We received the following commitments from FDA.

• FDA would quickly provide a response to Genervon regarding their request for feedback and would work with the company on a path forward for GM604.

• Senior management would determine why Genervon’s request for feedback was ignored and take appropriate actions to make sure it does not happen again.

• The FDA would participate in a continuing dialogue with us regarding the development of new medicines for ALS.

We learned on Friday, May 15th, that FDA is declining to consider GM604 under its AAP at this time, but that they do intend to work with Genervon on a path forward for the drug. By separate communication between our technical team and Janet Woodcock of FDA, we have also learned that the FDA agrees that AAP should be used in the ALS space, that they have discretion in determining the level of evidence needed to support an Accelerated Approval, and that they are open to new, faster, less expensive approaches to determining efficacy.

We are extremely disappointed that FDA has failed to fully appreciate and concur with the positions we expressed at our meeting, and that they still do not appear to understand the need for immediate action and new regulatory approaches for ALS; however, we are encouraged by the commitments we received from FDA. We will be pressing ahead based on those commitments to work with FDA and Genervon to create a flexible, faster pathway for GM604 and other promising drugs for ALS, with the goal of submission of an NDA for Accelerated Approval of GM604 within months, instead of what would otherwise be years.

Do we have a fully committed partner in the FDA? It is not yet clear, but we would not have the commitments at all without the powerful efforts and advocacy of the ALS patient community.

Quoting our own Eric Valor: “To our supporters: Our combined activism actually moved the mountain a little and with continued support we firmly believe we together can actually achieve the goal. PALS, CALS, family, and friends are on the verge of changing history for ALS and all other neurological diseases.”

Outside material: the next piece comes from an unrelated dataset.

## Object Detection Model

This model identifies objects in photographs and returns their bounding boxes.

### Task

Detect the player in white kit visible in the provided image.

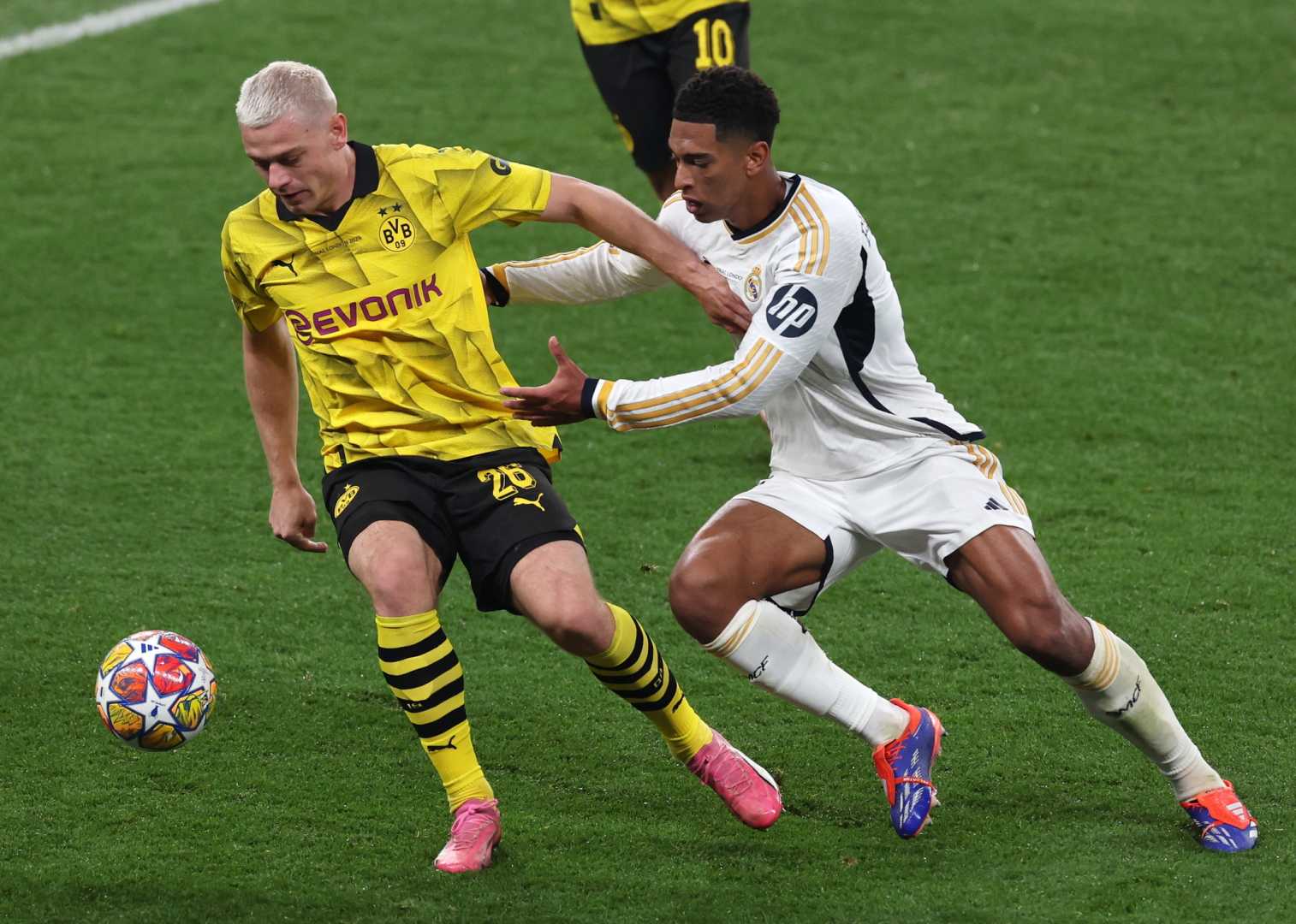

Keep up the pressure! Continue to e-mail the FDA urging them to work flexibly, creatively and with a sense of urgency with us, Genervon and other drug companies working to bring new treatments to ALS patients!

Let your elected representatives in Washington know that ALS patients continue to:

• Wait for the first very promising ALS drug in more than 20 years to reach them!

• Question whether we have an FDA that is fully engaged with PALS and CALS and understands the need for speed, flexibility and faster delivery of medical progress!

• Doubt that FDA has accepted the intent of Congress regarding the use of AAP and the incorporation of the patient perspective into its decision-making for diseases like ALS!

FDA has been given the opportunity to prove itself! Let’s make sure it stays front and center on their radar screen!